Penguin Random House is here. What will that mean for authors?




My first thought is that the combination of the two largest houses results in a new company that will be stronger and better able to weather the shocks of transition to an electronic age.  The process of change that transformed record companies is just beginning in book publishing. 

What will it mean for me, and the thousands of other authors who are proud to have been published by both Random and Penguin?  I wish I knew, but all I can offer is some speculation . . . .

It’s probably good for top management and owners.  It’s probably not so good for any imprints that get closed after consolidation, though nothing of the sort has been announced yet.  Still I would be surprised if that is not next.

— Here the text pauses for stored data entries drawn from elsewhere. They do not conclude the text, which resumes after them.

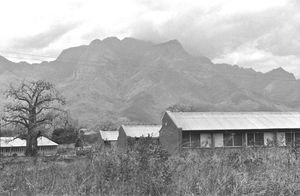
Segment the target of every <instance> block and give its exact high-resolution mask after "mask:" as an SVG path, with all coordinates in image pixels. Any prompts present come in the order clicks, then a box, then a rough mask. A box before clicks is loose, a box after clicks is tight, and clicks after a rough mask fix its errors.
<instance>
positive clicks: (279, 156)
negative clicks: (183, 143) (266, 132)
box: [0, 138, 300, 196]
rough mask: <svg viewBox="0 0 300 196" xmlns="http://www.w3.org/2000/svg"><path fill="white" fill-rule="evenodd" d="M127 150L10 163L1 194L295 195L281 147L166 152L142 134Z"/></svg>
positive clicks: (0, 181)
mask: <svg viewBox="0 0 300 196" xmlns="http://www.w3.org/2000/svg"><path fill="white" fill-rule="evenodd" d="M143 140H144V141H138V142H137V144H136V145H135V147H134V148H133V149H132V150H128V151H127V152H124V151H119V150H117V149H114V148H112V149H108V148H104V149H102V150H99V151H97V152H94V153H91V154H90V155H89V156H88V157H87V158H84V157H78V158H76V160H68V163H66V162H61V161H58V160H57V161H51V162H48V161H46V162H44V161H45V160H39V161H37V162H36V163H35V164H33V161H31V162H30V161H29V162H28V163H23V164H20V163H19V164H15V165H14V164H11V165H10V166H9V167H8V166H6V167H5V168H4V169H2V170H0V178H1V181H0V194H1V195H5V194H7V195H18V194H27V195H278V196H279V195H299V193H300V171H299V169H298V168H299V166H300V161H299V160H298V159H297V158H296V156H295V155H296V154H294V153H291V151H289V149H284V148H257V149H232V150H228V149H226V150H224V149H220V150H209V149H207V150H202V151H186V152H182V153H181V154H179V155H173V156H170V155H168V153H166V152H165V151H164V150H163V149H161V147H160V146H159V145H156V144H155V143H153V142H152V141H151V140H148V139H147V138H144V139H143Z"/></svg>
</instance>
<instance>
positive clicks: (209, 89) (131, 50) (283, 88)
mask: <svg viewBox="0 0 300 196" xmlns="http://www.w3.org/2000/svg"><path fill="white" fill-rule="evenodd" d="M22 79H44V80H49V81H51V82H53V83H55V84H56V86H57V88H58V89H59V90H60V91H61V92H62V93H63V95H64V96H65V97H66V98H67V101H68V105H67V108H68V109H69V110H70V112H71V114H72V116H73V117H74V118H78V119H79V120H80V122H81V123H82V124H86V125H92V124H94V123H100V122H103V121H106V120H112V121H138V122H144V123H149V122H151V123H158V122H159V120H160V117H161V114H162V112H163V111H164V110H165V109H166V108H168V107H170V106H172V105H175V104H181V105H188V106H194V107H195V108H196V109H197V110H200V111H281V110H283V111H291V110H300V80H297V79H296V78H295V77H294V75H293V74H292V73H288V72H286V71H285V70H284V69H282V68H278V69H275V70H271V71H270V72H268V73H261V72H256V71H255V70H253V69H245V68H241V67H239V66H237V65H234V66H232V65H228V64H213V63H212V62H211V61H210V59H208V58H206V57H204V56H192V55H190V54H188V53H187V52H186V51H185V49H184V48H183V46H182V45H181V44H180V43H179V42H178V41H177V40H171V41H168V42H166V43H160V44H154V43H151V42H146V41H142V40H137V39H133V38H125V39H123V40H119V39H118V38H116V37H109V38H106V39H104V40H98V39H96V40H94V41H92V42H91V43H90V44H89V45H82V46H78V47H73V48H68V49H66V50H63V51H62V52H61V54H60V55H59V56H58V57H57V59H56V60H54V61H51V62H42V63H40V64H28V63H26V62H21V63H14V62H11V61H8V60H7V59H5V58H4V57H0V88H1V89H2V90H4V89H5V88H7V85H8V83H10V82H14V81H16V80H22Z"/></svg>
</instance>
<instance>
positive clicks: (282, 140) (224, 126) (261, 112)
mask: <svg viewBox="0 0 300 196" xmlns="http://www.w3.org/2000/svg"><path fill="white" fill-rule="evenodd" d="M160 142H161V144H162V146H163V147H164V148H165V149H166V150H168V151H169V152H170V153H173V152H177V151H181V150H183V149H196V148H199V149H201V148H233V147H255V146H274V145H278V146H290V145H291V146H294V145H300V113H299V112H170V111H167V112H165V114H164V116H163V118H162V128H161V130H160Z"/></svg>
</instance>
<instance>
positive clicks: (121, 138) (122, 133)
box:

The combined Penguin Random company will no doubt solidify its dominant position as the supplier of books to B&N (the one remaining book chain) and the mass merchandisers who sell books – Wal-Mart, Target, Costco, etc.  They will also remain a strong supplier to the independent booksellers, though their share of the book market is shrinking.

I fear the concentration of publishing and distribution power in an ever-smaller number of corporate hands.  The total quantity of books sold may stay high, but diversity of authors and titles will suffer more than it already has.

I’m not sure how effective the combined company will be in the emerging e-book field.   Many of the biggest hits in the e-book market have been self published or have come from small houses.  The traditional “big publisher” strengths – editing, promotion, distribution - may not mean much in this new arena.  At the same time, the bigger company’s higher costs may make it hard for them to compete in a world where books are $1.99 or $2.99.

When I look at my own e-book sales record I see far more pirate copies than legitimate royalty-paying sales.  The situation with audio books is even worse, with the vast majority of downloads of my books being bootleg.

I don’t see how this merger will help that situation, which came about because audio and e-books were priced high enough to make piracy attractive.  If they did not want to address this by pricing to market before, what’s changed now?  And what will pricing to market do for print sales?   Who would buy a print book for ten bucks when an electronic copy was a third the price?

I fear this merger will mean lower advances, as the #2 bidder just dropped out for any new book project.  Prior to today, agents submitted new projects to both Penguin and Random, and they often bid against one another.  However, Random House has had a long-standing policy that their own imprints cannot bid against each other with ascending monetary bids.

In other words, if one RH imprint offers an author a $100k advance, no other RH imprint can top that figure though any are free to match it.  The only way the offer will rise is if some outside house (in the past, this was often Penguin) raised the ante.  In that case, any RH imprint was free to bid again.

Now that Random and Penguin are combined I suspect that rule will stand – and we will have less competition in the market.

This is particularly significant because Random and Penguin were the #1 and #2 players in the market.  Their combination means there is a large gulf between #1 and #2; a development that is probably not good for authors.